A month of convalesce helped him do just that. As his intervertebral disc injury healed, he realized that he could reshape his situation into a business. When he was traveling, he could only advise one client at a time, even as more and more companies were calling with their consulting needs. This was a case of unsatisfied demand – and opportunity.
With his partner, chemist Jorge Wenzel, Guerra envisioned a biotech venture.
“We staked everything. Jorge took out a personal bank loan, and I mortgaged my house. We put all the liquid capital we had in the company,” he recalls. “There was no going back.”
At first, the partners thought about going to Brazil, where there was more of an ecosystem in place for biotech startups.

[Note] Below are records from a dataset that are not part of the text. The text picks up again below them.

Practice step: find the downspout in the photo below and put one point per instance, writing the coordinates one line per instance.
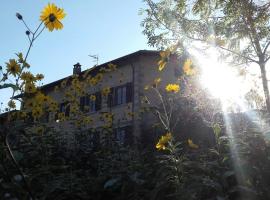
(133, 96)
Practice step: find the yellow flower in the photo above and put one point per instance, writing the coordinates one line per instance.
(192, 145)
(164, 59)
(172, 88)
(188, 70)
(51, 16)
(105, 91)
(161, 145)
(11, 104)
(93, 97)
(39, 77)
(30, 88)
(13, 67)
(156, 82)
(28, 77)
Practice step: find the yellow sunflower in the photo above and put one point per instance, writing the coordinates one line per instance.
(51, 16)
(161, 145)
(13, 67)
(172, 88)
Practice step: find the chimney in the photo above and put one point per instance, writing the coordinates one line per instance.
(77, 68)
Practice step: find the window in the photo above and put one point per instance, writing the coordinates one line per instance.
(86, 104)
(120, 95)
(65, 108)
(123, 135)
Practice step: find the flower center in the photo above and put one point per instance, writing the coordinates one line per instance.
(52, 17)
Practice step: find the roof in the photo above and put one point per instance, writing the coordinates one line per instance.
(95, 69)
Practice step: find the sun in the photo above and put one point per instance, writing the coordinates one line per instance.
(221, 80)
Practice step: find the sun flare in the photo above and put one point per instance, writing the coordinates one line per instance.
(221, 80)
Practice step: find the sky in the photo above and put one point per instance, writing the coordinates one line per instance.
(107, 28)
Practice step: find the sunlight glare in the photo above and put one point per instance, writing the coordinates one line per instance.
(220, 79)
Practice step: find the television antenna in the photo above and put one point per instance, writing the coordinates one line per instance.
(95, 58)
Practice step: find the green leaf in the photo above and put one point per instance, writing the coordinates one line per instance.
(9, 85)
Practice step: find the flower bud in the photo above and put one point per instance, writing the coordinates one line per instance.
(19, 16)
(52, 17)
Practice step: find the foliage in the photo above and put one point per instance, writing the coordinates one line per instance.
(238, 29)
(38, 161)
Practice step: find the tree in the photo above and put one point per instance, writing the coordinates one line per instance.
(239, 28)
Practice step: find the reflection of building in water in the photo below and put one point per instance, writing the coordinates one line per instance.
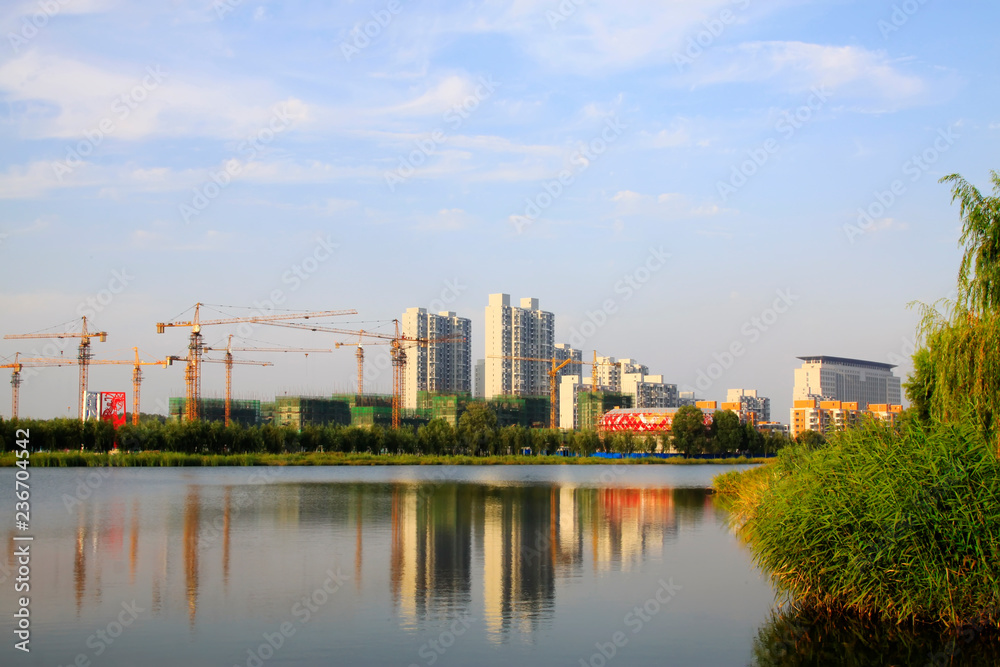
(634, 524)
(431, 552)
(80, 559)
(133, 551)
(520, 544)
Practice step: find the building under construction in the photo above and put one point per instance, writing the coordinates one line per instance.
(591, 405)
(448, 407)
(244, 412)
(526, 411)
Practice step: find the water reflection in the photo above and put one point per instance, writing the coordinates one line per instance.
(795, 637)
(533, 563)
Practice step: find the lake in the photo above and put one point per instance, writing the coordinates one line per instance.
(411, 566)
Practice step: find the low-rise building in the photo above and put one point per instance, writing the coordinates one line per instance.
(828, 417)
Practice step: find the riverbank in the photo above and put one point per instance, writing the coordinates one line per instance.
(174, 459)
(899, 526)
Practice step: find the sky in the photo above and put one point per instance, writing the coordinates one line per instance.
(710, 187)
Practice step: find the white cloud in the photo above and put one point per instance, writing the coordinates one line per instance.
(67, 98)
(445, 220)
(666, 206)
(853, 74)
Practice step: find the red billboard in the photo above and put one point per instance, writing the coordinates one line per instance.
(113, 407)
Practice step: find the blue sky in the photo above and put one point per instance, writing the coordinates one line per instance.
(674, 180)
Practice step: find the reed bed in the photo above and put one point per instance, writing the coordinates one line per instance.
(899, 525)
(177, 459)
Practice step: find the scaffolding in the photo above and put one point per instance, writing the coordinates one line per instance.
(526, 411)
(244, 412)
(591, 406)
(301, 411)
(449, 407)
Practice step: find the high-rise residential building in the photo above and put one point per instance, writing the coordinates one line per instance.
(849, 380)
(513, 331)
(480, 391)
(442, 367)
(565, 352)
(828, 417)
(628, 376)
(647, 391)
(746, 402)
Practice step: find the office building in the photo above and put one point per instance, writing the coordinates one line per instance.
(439, 367)
(847, 380)
(513, 332)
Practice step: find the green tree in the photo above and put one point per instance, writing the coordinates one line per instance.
(689, 431)
(957, 367)
(477, 428)
(436, 437)
(727, 432)
(979, 273)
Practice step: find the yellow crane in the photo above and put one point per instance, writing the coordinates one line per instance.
(229, 365)
(15, 375)
(398, 342)
(83, 357)
(229, 361)
(557, 365)
(192, 372)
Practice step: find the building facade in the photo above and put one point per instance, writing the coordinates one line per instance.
(438, 367)
(513, 331)
(847, 380)
(480, 391)
(827, 417)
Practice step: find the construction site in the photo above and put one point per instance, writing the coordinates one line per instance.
(358, 409)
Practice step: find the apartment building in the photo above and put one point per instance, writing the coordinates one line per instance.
(439, 367)
(518, 331)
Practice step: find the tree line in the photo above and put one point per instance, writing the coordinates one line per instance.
(477, 433)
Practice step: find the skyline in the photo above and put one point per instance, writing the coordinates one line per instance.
(667, 176)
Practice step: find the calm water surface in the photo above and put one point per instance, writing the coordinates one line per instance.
(554, 565)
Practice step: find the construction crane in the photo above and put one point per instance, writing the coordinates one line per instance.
(15, 375)
(229, 349)
(229, 372)
(359, 354)
(136, 377)
(137, 365)
(398, 342)
(83, 357)
(192, 372)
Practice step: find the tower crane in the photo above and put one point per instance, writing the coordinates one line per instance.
(229, 366)
(557, 366)
(192, 372)
(398, 342)
(137, 365)
(83, 357)
(229, 361)
(15, 375)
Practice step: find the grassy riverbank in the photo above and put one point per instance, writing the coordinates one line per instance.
(899, 526)
(174, 459)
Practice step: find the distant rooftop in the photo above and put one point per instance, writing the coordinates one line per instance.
(843, 361)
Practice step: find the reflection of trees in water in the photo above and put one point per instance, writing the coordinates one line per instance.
(796, 637)
(430, 567)
(524, 537)
(520, 545)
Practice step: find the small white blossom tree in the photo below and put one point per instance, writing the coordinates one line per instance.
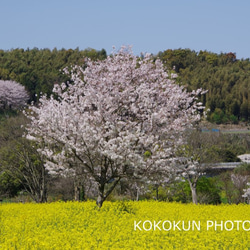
(124, 117)
(12, 95)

But a series of happy coincidences, including the opportunity to buy cheap lab equipment from a company that was leaving the country, took them to Khem Bio, a business incubator located at the Pando Technology Cluster outside of Montevideo.
In 2016, Benten Biotech was born, the first contract research startup for veterinary vaccines in Latin America.
“Uruguay is at a much better stage than it was a decade ago,” Guerra reflects. “We could not have created the company if we had not been incubated and if we had not had the support of the ANII for seed capital to enable the projects we’ve developed.”
The ANII, or the National Agency for Research and Innovation, is the state entity that has promoted R&D in Uruguay since 2007. With the support of the IDB, the ANII finances projects, business-innovation initiatives, scholarships for masters- and doctoral-level studies, and new ventures such as Benten Biotech.
The emerging biotechnology industry has required an extra level of investment, notes Pablo Angelelli, lead science and technology specialist at the IDB:
“In Uruguay, the industry that has had the most notable performance in terms of entrepreneurship is software… Biotechnology is a sector that requires an investment of greater magnitude and in the longer term, and although there are many more capacities in the country in biology and medical sciences, transforming that knowledge into companies requires long-term efforts and a lot of money.”
Fernando Brum, president of the ANII, estimates that where another company will require $25,000 in seed capital, a biotech company will need $40,000. Projects that would last two years in other fields extend to three in biotech.
In late 2017, Uruguay confirmed its commitment to developing the field with the inauguration of its first biotechnology center, CBI + I. Financed primarily by the ANII and Montevideo’s ORT University, with support from several private companies, the center is home to innovative companies working on projects as diverse as cheese fermentation, medicinal cannabis derivatives, phosphorus-solubilizing microorganisms and more.
Well-regulated agrotech applications could bring significant value to the soy, dairy and meat industries, three of Uruguay’s largest.
The country is experiencing “a moment of germination,” says ORT University’s Enrique Topolanski, “where we are still generating basic capabilities so that the biotechnology sector can grow, and above all, working very hard so that the actors in agriculture and other companies begin to value this type of solution.”
CBI + I, he says, will be a critical part of the story. Featuring a cutting-edge, 300-square-meter laboratory, its work methodology aims to spur innovation by bringing companies, researchers and students together.
Benten Biotech may well be the poster child. Two and a half years since its founding, the company has a dozen workers and exports products and services to seven countries on three continents. In 2018, it won the National Innovation Award for exemplifying how academic and applied research can be turned into an innovative venture.
“Now, Uruguay has the tools that allow companies like ours to emerge,” says co-founder Guerra. “In turn, those tools are being perfected, and are meeting the real needs of biotechnology companies.”
“In five years, I’m sure we’ll be the leading company in our field in Latin America,” he predicts. “I think there are going to be more and more examples like ours. This sector is going to be energized a lot, and the people who are trained in this field can have a professional future, which is a bit difficult today.”